Comprehensive validation through systematic noise simulation demonstrates technological maturity for implementation in real clinical conditions, where signal quality fluctuations are inevitable. The system maintains performance with minimal degradation under realistic noise, indicating reliable operation in ambulatory and home-monitoring scenarios.
Limitations and Future Directions
This research opens up multiple strategic directions for future developments: multi-center validation for confirming generalizability; hybridization with deep learning architectures; real-time clinical deployment evaluation; adaptive feature selection mechanisms; and transferability to other physiological signals.
It is essential to emphasize that this study provides an engineering methodological framework for feature optimization, not a clinically validated diagnostic system. The convergence of three independent selection algorithms in identifying similar optimal feature subsets validates the intrinsic discriminative value of the proposed nonlinear descriptors and the robustness of the identified configurations for their respective deployment contexts. Translation into clinical practice requires subsequent validation addressing the asymmetric diagnostic costs, sensitivity maximization for specific arrhythmia types, prospective patient studies, and regulatory compliance.

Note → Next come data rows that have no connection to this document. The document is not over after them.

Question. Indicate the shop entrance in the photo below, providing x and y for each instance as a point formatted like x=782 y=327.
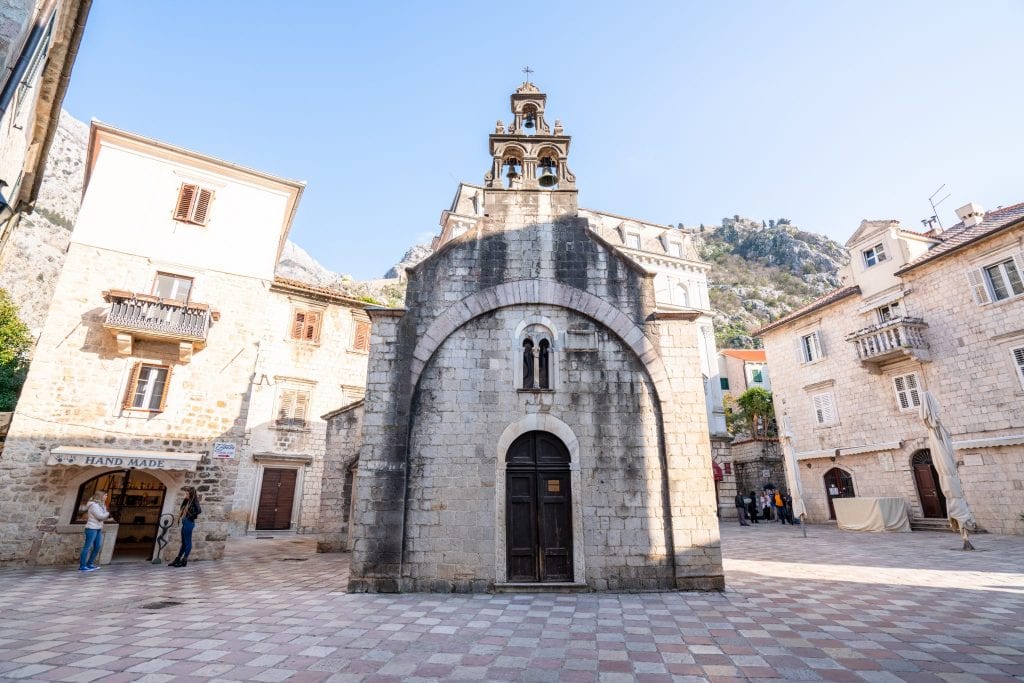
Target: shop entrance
x=135 y=500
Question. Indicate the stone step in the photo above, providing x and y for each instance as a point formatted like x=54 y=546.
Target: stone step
x=552 y=587
x=931 y=524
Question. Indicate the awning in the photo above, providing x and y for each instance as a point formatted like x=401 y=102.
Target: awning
x=120 y=458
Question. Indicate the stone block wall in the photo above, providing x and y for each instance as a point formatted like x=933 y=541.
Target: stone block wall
x=344 y=436
x=971 y=373
x=74 y=395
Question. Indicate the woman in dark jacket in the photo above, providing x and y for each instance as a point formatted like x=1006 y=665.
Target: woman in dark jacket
x=188 y=511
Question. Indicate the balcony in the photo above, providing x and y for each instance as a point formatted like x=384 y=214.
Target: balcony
x=135 y=316
x=889 y=341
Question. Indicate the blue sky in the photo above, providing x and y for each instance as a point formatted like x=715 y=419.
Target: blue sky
x=824 y=113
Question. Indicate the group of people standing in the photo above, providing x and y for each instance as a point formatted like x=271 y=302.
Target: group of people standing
x=770 y=505
x=96 y=514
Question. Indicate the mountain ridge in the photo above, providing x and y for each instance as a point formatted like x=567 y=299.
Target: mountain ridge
x=759 y=270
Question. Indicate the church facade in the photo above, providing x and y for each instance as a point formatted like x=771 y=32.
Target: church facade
x=534 y=417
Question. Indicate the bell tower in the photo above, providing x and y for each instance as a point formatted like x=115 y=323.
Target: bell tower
x=529 y=155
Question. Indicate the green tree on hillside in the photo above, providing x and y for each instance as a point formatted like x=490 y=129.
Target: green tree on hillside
x=14 y=345
x=757 y=413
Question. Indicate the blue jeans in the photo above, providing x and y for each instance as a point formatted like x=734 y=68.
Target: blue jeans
x=186 y=528
x=93 y=543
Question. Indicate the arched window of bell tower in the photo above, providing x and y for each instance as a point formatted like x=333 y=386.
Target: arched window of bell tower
x=547 y=169
x=530 y=122
x=512 y=171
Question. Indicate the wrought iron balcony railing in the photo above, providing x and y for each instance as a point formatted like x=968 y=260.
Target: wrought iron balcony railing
x=134 y=315
x=891 y=340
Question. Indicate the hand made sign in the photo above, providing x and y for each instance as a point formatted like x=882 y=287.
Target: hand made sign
x=123 y=459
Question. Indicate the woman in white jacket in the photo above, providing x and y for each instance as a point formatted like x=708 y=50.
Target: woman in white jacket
x=97 y=514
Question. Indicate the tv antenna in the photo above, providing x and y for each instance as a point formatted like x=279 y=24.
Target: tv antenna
x=935 y=211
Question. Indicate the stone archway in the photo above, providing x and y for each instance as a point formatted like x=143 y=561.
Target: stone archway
x=537 y=422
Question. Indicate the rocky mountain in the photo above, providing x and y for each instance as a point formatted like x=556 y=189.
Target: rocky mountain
x=416 y=254
x=762 y=270
x=33 y=258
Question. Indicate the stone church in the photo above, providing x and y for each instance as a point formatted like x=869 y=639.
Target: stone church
x=534 y=418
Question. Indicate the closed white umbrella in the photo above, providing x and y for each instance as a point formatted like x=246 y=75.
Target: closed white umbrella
x=941 y=446
x=793 y=473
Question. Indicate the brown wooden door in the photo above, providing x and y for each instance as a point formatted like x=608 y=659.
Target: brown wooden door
x=839 y=483
x=933 y=503
x=275 y=499
x=539 y=510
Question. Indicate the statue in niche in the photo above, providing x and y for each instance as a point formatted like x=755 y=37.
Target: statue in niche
x=543 y=365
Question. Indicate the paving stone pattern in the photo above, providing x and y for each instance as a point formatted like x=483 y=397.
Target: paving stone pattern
x=835 y=606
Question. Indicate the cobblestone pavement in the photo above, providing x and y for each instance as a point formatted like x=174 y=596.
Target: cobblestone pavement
x=835 y=606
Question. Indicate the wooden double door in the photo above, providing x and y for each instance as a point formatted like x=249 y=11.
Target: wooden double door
x=276 y=497
x=933 y=502
x=539 y=510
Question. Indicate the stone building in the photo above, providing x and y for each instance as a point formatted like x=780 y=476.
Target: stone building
x=742 y=369
x=941 y=311
x=171 y=355
x=38 y=45
x=534 y=416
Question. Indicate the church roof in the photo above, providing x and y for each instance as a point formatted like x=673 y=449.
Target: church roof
x=751 y=354
x=820 y=302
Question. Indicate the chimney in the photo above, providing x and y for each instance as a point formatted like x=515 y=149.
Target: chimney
x=972 y=214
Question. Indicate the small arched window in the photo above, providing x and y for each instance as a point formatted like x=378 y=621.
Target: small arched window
x=543 y=365
x=536 y=360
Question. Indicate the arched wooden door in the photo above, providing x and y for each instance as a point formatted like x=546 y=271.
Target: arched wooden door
x=539 y=509
x=933 y=502
x=839 y=483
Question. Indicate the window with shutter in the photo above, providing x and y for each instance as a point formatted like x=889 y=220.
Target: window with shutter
x=824 y=409
x=147 y=387
x=875 y=255
x=194 y=204
x=1019 y=361
x=293 y=408
x=907 y=391
x=360 y=340
x=1005 y=280
x=305 y=326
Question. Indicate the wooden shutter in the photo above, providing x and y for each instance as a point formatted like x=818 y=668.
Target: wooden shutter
x=132 y=382
x=185 y=196
x=167 y=386
x=298 y=323
x=1019 y=359
x=976 y=278
x=907 y=391
x=824 y=410
x=301 y=408
x=201 y=215
x=287 y=404
x=361 y=342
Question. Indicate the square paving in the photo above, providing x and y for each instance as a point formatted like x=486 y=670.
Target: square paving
x=834 y=606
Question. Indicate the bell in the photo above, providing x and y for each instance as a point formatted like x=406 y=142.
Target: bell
x=548 y=177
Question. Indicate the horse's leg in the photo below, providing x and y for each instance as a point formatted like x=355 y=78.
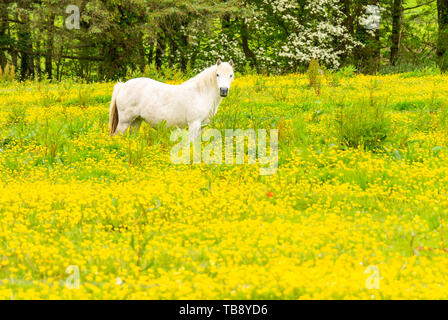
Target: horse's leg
x=194 y=130
x=122 y=126
x=135 y=125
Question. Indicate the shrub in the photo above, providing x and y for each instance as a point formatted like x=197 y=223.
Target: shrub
x=362 y=125
x=314 y=75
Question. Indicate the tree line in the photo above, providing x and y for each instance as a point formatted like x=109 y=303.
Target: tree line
x=113 y=37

The potential impact extends beyond technical contributions, offering a methodological platform for revolutionizing intelligent medical system design. By demonstrating that competitive clinical performance can be maintained with dramatically reduced computational resources, this study enables accessible digital medical ecosystems in resource-limited regions, contributing to reducing global inequalities in access to advanced medical technologies and specialized cardiac monitoring services.
Extending the methodology toward fine-grained classification of the original 11 arrhythmia classes constitutes a distinct research direction that requires specialized class balancing strategies (SMOTE, class weighting, focal loss) and potentially hierarchical or ensemble classification architectures, going beyond the current methodological goal focused on algorithmic convergence in feature selection.